Last week, a scowling Israeli Prime Minister Binyamin Netanyahu (left, photo from Ynet) sat in parliament while his land reform took a beating. Key members of his coalition did not show up to vote (they hid in the cafeteria and offices), and so Netanyahu delayed the vote for fear it wouldn’t pass without his supporters. Read more at the Jerusalem Post.
To see some strong reactions to the reform, check out privategrounds.co.il, an Israeli site collecting semi-nude photos of “private people against privatization.”
In May, Green Prophet reported on a pending land reform that would dismantle the Israel Land Administration, a government body that controls 93% of the country’s lands.

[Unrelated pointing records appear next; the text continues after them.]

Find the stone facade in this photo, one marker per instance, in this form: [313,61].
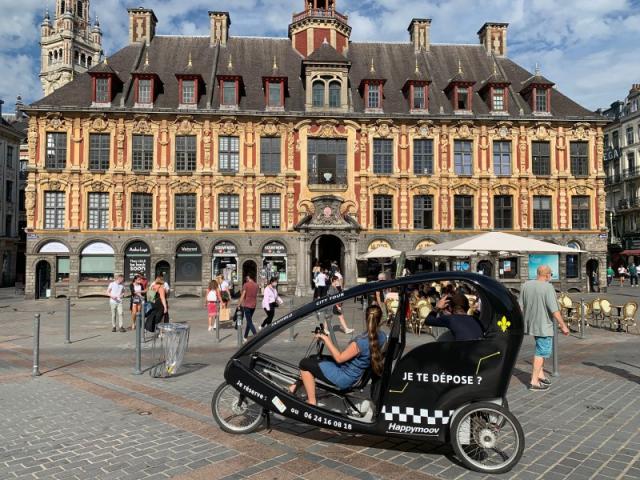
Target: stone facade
[329,214]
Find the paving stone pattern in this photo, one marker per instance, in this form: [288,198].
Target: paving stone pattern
[86,417]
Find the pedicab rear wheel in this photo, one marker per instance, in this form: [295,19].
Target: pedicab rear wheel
[487,438]
[235,412]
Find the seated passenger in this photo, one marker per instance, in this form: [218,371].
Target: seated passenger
[451,312]
[343,369]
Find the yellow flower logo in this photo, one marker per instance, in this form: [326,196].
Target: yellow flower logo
[504,324]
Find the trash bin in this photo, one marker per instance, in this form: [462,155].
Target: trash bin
[173,339]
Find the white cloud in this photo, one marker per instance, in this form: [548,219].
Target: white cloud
[567,38]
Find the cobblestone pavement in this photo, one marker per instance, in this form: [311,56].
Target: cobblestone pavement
[88,416]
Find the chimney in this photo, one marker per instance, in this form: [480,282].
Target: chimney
[220,23]
[142,25]
[493,36]
[419,32]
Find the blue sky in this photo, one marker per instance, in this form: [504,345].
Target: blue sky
[589,48]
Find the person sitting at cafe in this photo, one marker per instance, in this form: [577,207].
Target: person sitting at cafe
[451,312]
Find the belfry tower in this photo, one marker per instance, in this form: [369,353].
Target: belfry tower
[69,45]
[317,23]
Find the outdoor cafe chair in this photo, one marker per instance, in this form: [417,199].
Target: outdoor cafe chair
[628,319]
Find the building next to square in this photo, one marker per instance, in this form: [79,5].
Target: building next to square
[193,156]
[622,168]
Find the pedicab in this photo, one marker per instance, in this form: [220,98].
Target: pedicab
[443,391]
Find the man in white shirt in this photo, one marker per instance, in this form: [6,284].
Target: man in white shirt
[116,292]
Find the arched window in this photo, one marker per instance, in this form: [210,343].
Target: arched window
[334,94]
[318,93]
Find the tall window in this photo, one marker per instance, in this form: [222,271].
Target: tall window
[56,150]
[270,155]
[318,93]
[229,159]
[419,97]
[229,96]
[382,212]
[580,212]
[54,211]
[541,158]
[541,100]
[423,157]
[382,156]
[185,211]
[270,212]
[142,153]
[373,97]
[102,90]
[579,159]
[99,149]
[141,211]
[334,94]
[542,212]
[275,94]
[98,211]
[423,212]
[463,98]
[463,157]
[188,91]
[502,158]
[498,99]
[503,212]
[186,153]
[144,91]
[229,212]
[463,211]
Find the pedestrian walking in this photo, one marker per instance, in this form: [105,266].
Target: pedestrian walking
[270,301]
[115,290]
[248,302]
[633,274]
[610,274]
[540,308]
[213,296]
[622,274]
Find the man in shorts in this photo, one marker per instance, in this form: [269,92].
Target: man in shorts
[540,308]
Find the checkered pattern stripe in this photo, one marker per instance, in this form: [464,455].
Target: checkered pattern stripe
[418,416]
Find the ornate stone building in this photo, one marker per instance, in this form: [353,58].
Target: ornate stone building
[198,155]
[70,45]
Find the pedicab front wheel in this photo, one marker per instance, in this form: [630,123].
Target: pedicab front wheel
[234,412]
[487,438]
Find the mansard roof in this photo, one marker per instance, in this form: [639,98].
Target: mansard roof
[253,58]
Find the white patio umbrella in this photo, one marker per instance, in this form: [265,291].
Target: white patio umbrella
[380,252]
[498,243]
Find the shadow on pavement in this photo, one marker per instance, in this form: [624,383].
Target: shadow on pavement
[616,371]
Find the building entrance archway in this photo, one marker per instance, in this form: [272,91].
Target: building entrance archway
[327,249]
[43,279]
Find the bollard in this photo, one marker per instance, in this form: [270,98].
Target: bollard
[67,322]
[583,322]
[36,346]
[239,318]
[138,369]
[555,372]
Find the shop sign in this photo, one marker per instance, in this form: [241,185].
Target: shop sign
[274,248]
[378,244]
[225,249]
[188,248]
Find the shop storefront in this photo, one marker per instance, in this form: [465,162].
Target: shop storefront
[188,263]
[137,260]
[274,262]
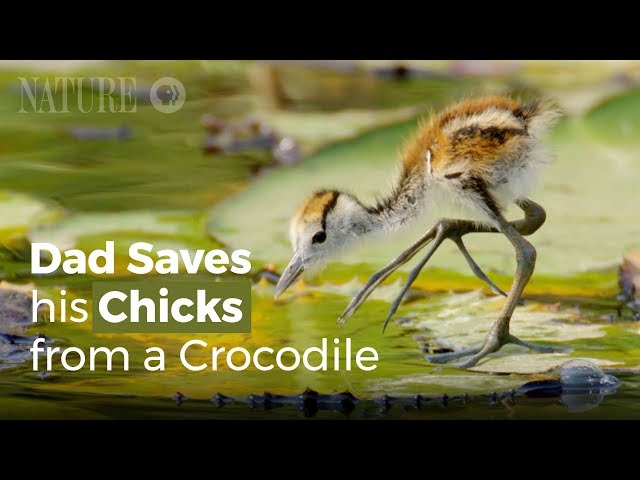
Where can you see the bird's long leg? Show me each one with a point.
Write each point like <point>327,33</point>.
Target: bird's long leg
<point>534,218</point>
<point>499,334</point>
<point>379,277</point>
<point>475,268</point>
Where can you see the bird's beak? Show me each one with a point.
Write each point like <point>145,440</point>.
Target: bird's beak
<point>290,274</point>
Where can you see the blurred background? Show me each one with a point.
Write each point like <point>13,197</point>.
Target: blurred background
<point>230,166</point>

Today, most land “owners” in Israel actually lease their grounds from the government, which gives the ILA some say in directing development.Two months ago, the reform would have put an unlimited amount of land for sale to the highest bidder. The ILA reform was also packaged with the general budget bill, making it very difficult to reject it.
In the last two months, it has undergone some deep changes, reports Haaretz. The reform was split off from the budget bill, allowing for a longer discussion. There is a limit of 200,000 acres to be sold, about 4 percent of Israel’s total area. Land buyers have to present a plan for what they purchase to curtail runaway development. And the ILA will be replaced with a Lands Authority, whose 13-member board will include a representative from the Ministry of the Environment.
Changes notwithstanding, the reform still faces deep opposition from several angles. Right wingers fear giving up pieces of the national Jewish home. Left wingers don’t want to give developers a blank check. Environmentalists worry about the future of open space. And Arab parties take issue because farms that build residential developments on their property will be able to exclude Arabs through selection committees.
According to Haaretz, Netanyahu has given his ministers an ultimatum: vote for the reform, or be fired. The bill will go to vote again in the coming days, just as Knesset goes to recess.
I’d be happy to hear comments and any more information, as I am writing about this reform for some print publications.